Reine incontestée de la soul, Aretha Franklin était l’une des plus grandes voix américaines et une figure emblématique de la communauté noire, qui a marqué des générations entières d’artistes.

Elle restera comme l’interprète inoubliable de « Respect », devenu l’un des hymnes des mouvements pour l’égalité des Noirs et des femmes dans les années 1960. Le tube composé par Otis Redding lui offrira en 1967 ses deux premiers Grammy Awards (sur 18) de sa carrière.

Reconnaissable entre mille, sa voix sensuelle et puissante couvrant quatre octaves a influencé de nombreuses divas américaines: de Whitney Houston à Beyoncé, en passant par Mariah Carey et Alicia Keys.

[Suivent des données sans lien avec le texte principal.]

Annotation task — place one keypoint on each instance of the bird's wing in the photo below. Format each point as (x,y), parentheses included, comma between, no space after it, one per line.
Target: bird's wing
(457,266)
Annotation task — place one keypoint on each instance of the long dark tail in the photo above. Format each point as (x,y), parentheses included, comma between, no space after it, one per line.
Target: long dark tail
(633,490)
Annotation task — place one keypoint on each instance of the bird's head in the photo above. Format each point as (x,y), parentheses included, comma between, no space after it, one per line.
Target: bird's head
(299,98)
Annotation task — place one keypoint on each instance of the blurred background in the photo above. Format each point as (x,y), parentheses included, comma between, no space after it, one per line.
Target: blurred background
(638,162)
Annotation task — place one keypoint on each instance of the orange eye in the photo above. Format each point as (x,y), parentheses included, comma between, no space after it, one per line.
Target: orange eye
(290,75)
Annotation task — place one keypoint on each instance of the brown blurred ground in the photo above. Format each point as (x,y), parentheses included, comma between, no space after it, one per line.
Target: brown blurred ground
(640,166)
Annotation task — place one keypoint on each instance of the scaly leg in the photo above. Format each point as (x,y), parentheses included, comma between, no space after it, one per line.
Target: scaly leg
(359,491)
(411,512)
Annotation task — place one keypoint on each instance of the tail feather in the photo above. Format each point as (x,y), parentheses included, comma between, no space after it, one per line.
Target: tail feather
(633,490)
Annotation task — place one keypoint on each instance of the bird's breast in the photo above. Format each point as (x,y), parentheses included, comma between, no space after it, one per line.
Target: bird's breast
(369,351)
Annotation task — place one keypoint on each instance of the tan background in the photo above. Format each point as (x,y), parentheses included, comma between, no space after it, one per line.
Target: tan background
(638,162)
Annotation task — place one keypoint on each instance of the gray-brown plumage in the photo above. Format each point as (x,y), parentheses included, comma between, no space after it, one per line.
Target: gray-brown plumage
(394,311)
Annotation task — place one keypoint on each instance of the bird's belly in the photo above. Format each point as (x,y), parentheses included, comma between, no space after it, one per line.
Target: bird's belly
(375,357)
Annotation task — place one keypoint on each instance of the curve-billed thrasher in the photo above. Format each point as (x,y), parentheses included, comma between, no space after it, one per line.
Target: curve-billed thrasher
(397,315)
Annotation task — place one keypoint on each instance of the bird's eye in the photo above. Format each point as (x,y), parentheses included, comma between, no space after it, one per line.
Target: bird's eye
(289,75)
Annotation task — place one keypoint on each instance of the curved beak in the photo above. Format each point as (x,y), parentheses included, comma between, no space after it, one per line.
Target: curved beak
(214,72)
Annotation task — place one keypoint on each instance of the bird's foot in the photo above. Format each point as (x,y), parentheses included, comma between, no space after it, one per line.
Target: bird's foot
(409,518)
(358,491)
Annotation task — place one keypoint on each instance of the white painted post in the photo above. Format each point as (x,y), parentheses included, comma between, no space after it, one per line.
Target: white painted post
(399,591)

Née le 25 mars 1942 à Memphis (Tennessee), Aretha Louise Franklin est la fille d’un prêcheur baptiste et d’une chanteuse de gospel.  La maison de Detroit (Michigan), où la famille emménage bientôt, accueille des musiciens renommés comme Mahalia Jackson mais aussi le pasteur Martin Luther King, emblème du mouvement des droits civiques. Enfant, elle apprend seule le piano et chante à l’église.

A 14 ans, elle enregistre son premier titre et sa voix, riche et puissante, est déjà celle d’une adulte. Sa carrière est lancée.

Elle signe en 1960 avec le label Columbia mais ne connaît véritablement la gloire qu’avec son premier album pour Atlantic en 1967, « I Never Loved a Man (The Way I Love You) ».

Les tubes s’enchaînent: « Baby I Love You », « (You Make Me Feel) Like a Natural Woman », « Chain of Fools » et surtout « Respect », adoubée cinquième meilleure chanson de tous les temps par le magazine Rolling Stone.

« Si une chanson parle de quelque chose que j’ai vécu ou qui aurait pu m’arriver, c’est bien. Mais si elle m’est étrangère, je ne pourrais rien lui prêter. Parce que c’est ça la soul, juste vivre et réussir à se débrouiller », racontait-elle au magazine Time en 1968.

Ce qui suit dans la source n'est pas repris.